Britain's top share index rose for the fourth consecutive day on Thursday, helped by a surge in retailer Marks & Spencer and financial stocks as well as by strong data on the US economy. The FTSE 100 rose 28.77 points, or 0.5 percent, to 6,416.14 points, having extended gains in the afternoon after better-than-expected jobless claims data from the United States, the world's largest economy.
Recent US labour data had been disappointing, sending the FTSE to a two-month low last Friday. Traders said investors were buying on market dips on expectations that the US Federal Reserve keep its economic stimulus programme going. The FTSE is up 2.7 percent since last Friday, setting it on track for its best weekly percentage since January. "The underlying trend is positive but it's going to be punctuated by moments of panic," said Derek Hammond, head of institutional equity sales at Societe Generale. "Those moments of panic are opportunities for those who have missed the preceding rally to reinforce (their positions). Over the medium term you're going to see continuous upside pressure in the equities space."
By driving down returns on bonds and cash, the Fed's asset buying programme has been seen as a key driver of a 16.5 percent rally in the FTSE from November to March. Hammond said financial shares were in demand as investors looked for relatively cheap shares that tend to outperform a rising market. Trading at 0.9 times their book value, banks were the cheapest stock in Britain, Thomson Reuters data showed. Financial shares were the biggest boost to the FTSE on Thursday, adding 6.4 index points.
They were led by asset managers Schroders and Aberdeen, boosted by stellar inflows numbers from peer Ashmore Group. Shares in broader-listed Ashmore rose 13 percent in volume five times their average for the past 90 days. Topping the FTSE 100 was Mark & Spencer, which rose 4.3 percent in volume twice its average after the retail chain posted a smaller-than-expected fall in quarterly sales.

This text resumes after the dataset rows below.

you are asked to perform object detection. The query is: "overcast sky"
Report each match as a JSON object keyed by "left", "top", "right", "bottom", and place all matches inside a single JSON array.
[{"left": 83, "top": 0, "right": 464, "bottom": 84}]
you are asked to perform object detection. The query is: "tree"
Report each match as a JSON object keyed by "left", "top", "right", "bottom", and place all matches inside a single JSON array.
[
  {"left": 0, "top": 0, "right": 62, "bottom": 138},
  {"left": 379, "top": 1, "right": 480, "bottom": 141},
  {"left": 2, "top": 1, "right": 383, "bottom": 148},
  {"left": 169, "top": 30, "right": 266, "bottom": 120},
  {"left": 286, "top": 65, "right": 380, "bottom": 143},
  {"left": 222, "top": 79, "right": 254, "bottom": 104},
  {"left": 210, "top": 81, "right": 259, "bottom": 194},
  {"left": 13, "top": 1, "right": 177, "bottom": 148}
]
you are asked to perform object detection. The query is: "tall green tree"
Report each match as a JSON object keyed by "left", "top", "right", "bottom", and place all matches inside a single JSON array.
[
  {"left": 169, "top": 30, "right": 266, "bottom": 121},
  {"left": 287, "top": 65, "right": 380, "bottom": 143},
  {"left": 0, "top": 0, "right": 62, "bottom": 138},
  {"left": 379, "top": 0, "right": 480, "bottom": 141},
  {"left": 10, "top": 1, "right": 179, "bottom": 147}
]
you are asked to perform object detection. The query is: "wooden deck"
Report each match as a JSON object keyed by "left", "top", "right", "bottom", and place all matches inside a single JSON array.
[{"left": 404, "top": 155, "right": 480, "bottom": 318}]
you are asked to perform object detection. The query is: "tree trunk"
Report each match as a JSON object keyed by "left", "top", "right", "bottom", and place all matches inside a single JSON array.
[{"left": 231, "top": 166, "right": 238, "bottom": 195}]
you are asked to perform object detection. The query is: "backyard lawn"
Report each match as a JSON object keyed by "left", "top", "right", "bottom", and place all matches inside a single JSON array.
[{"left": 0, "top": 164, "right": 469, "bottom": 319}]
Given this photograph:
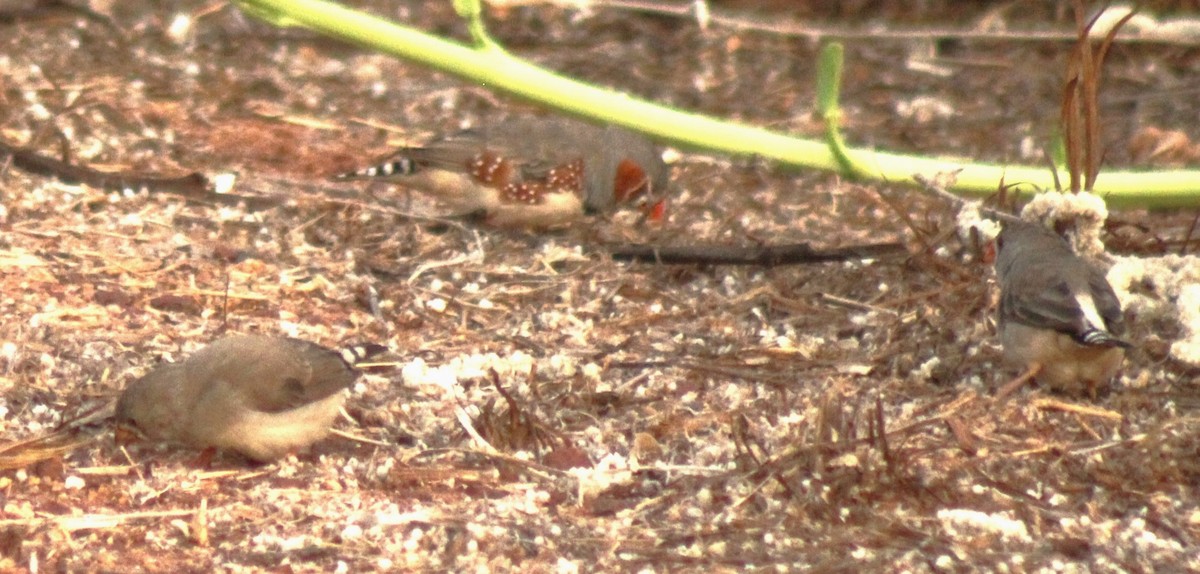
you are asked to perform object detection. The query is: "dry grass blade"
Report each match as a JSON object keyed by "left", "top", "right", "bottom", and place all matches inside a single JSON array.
[
  {"left": 0, "top": 432, "right": 100, "bottom": 471},
  {"left": 1031, "top": 397, "right": 1123, "bottom": 421},
  {"left": 1064, "top": 0, "right": 1139, "bottom": 191},
  {"left": 873, "top": 396, "right": 894, "bottom": 472},
  {"left": 472, "top": 367, "right": 563, "bottom": 455},
  {"left": 0, "top": 509, "right": 201, "bottom": 532}
]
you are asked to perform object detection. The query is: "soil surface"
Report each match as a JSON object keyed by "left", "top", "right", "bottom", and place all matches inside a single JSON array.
[{"left": 2, "top": 1, "right": 1200, "bottom": 572}]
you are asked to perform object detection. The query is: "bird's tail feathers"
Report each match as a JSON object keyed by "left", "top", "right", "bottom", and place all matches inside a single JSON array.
[
  {"left": 338, "top": 343, "right": 389, "bottom": 367},
  {"left": 330, "top": 157, "right": 418, "bottom": 181},
  {"left": 1078, "top": 329, "right": 1132, "bottom": 349}
]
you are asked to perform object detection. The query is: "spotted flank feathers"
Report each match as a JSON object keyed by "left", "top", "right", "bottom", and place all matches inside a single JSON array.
[
  {"left": 495, "top": 158, "right": 584, "bottom": 205},
  {"left": 342, "top": 145, "right": 587, "bottom": 207}
]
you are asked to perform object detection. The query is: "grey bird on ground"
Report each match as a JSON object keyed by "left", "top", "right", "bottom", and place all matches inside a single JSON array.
[
  {"left": 115, "top": 335, "right": 385, "bottom": 462},
  {"left": 332, "top": 116, "right": 669, "bottom": 228},
  {"left": 993, "top": 219, "right": 1130, "bottom": 396}
]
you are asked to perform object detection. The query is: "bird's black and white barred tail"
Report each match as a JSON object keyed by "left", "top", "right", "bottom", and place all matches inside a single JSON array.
[
  {"left": 1078, "top": 329, "right": 1132, "bottom": 349},
  {"left": 337, "top": 343, "right": 389, "bottom": 367},
  {"left": 331, "top": 157, "right": 418, "bottom": 181}
]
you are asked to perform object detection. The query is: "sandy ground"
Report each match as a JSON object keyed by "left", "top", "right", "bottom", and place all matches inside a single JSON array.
[{"left": 1, "top": 1, "right": 1199, "bottom": 571}]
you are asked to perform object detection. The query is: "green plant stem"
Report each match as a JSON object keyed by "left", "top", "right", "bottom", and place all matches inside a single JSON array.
[
  {"left": 234, "top": 0, "right": 1200, "bottom": 209},
  {"left": 816, "top": 42, "right": 870, "bottom": 179}
]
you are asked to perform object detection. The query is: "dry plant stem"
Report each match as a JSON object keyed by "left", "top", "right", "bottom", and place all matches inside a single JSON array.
[
  {"left": 193, "top": 498, "right": 209, "bottom": 547},
  {"left": 1063, "top": 1, "right": 1136, "bottom": 191},
  {"left": 119, "top": 446, "right": 144, "bottom": 481},
  {"left": 944, "top": 416, "right": 978, "bottom": 456},
  {"left": 911, "top": 173, "right": 1020, "bottom": 224},
  {"left": 0, "top": 509, "right": 200, "bottom": 531},
  {"left": 0, "top": 138, "right": 209, "bottom": 194},
  {"left": 1182, "top": 211, "right": 1199, "bottom": 256},
  {"left": 1031, "top": 398, "right": 1123, "bottom": 421},
  {"left": 606, "top": 241, "right": 906, "bottom": 266},
  {"left": 408, "top": 447, "right": 569, "bottom": 486},
  {"left": 759, "top": 398, "right": 972, "bottom": 478},
  {"left": 0, "top": 435, "right": 95, "bottom": 470},
  {"left": 450, "top": 393, "right": 500, "bottom": 455},
  {"left": 817, "top": 292, "right": 898, "bottom": 316},
  {"left": 0, "top": 401, "right": 114, "bottom": 469},
  {"left": 328, "top": 427, "right": 392, "bottom": 447},
  {"left": 873, "top": 397, "right": 894, "bottom": 472}
]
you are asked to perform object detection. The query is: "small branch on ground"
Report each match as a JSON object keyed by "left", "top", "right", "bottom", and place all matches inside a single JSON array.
[
  {"left": 604, "top": 241, "right": 906, "bottom": 267},
  {"left": 0, "top": 139, "right": 208, "bottom": 195}
]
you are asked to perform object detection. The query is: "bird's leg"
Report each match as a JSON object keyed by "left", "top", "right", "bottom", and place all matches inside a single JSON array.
[
  {"left": 190, "top": 446, "right": 217, "bottom": 469},
  {"left": 996, "top": 363, "right": 1042, "bottom": 401}
]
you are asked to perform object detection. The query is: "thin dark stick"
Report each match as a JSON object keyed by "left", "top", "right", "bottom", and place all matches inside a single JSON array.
[
  {"left": 0, "top": 139, "right": 208, "bottom": 195},
  {"left": 605, "top": 240, "right": 905, "bottom": 267},
  {"left": 912, "top": 173, "right": 1020, "bottom": 224},
  {"left": 1182, "top": 211, "right": 1199, "bottom": 256}
]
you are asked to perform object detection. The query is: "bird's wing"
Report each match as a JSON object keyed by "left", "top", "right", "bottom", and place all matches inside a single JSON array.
[
  {"left": 1087, "top": 267, "right": 1126, "bottom": 335},
  {"left": 400, "top": 129, "right": 569, "bottom": 183},
  {"left": 208, "top": 338, "right": 359, "bottom": 414},
  {"left": 487, "top": 119, "right": 596, "bottom": 180},
  {"left": 398, "top": 128, "right": 491, "bottom": 173},
  {"left": 1001, "top": 263, "right": 1087, "bottom": 336}
]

Traders said investors have been closing their negative bets, or "shorts", on M&S but sentiment on the stock remained negative given the ongoing weakness of its clothes business. "I'm not sure it's necessarily people turning positive on the story, but there was short-covering going on ahead of the results, and the last few shorts have been squeezed out this morning," CMC Markets head of UK sales trading Matt Basi said.
Short sellers borrow securities with a view to selling them, betting that they will be able to buy them back later at a lower price before returning them to the lender and keeping the difference. Short interest in M&S, as measured by the proportion of its shares outstanding on loan, was close to its year low at 2.7 percent before the results, having fallen nearly one percentage point since mid-March, Markit data showed.
Nevertheless, short interest in M&S was more than twice the average for all shares in the FTSE 100 index, showing that underlying sentiment towards the retailer remains negative. Also supporting sentiment was data showing greater-than-expected money supply growth in China, a key importer of consumer goods and especially luxury products.
Shares in premium brand Burberry rose 3 percent. Basic resources stocks curbed gains on the FTSE, shaving off 6 index points as the sector succumbed to a bout of profit taking after a 4.8 percent gain in the previous three sessions, helped in part by strong Chinese imports data. Leading the fallers was Russia-focused steelmaker Evraz, which dropped 11.4 percent after reporting a surprise 2012 loss and cautioning on its outlook.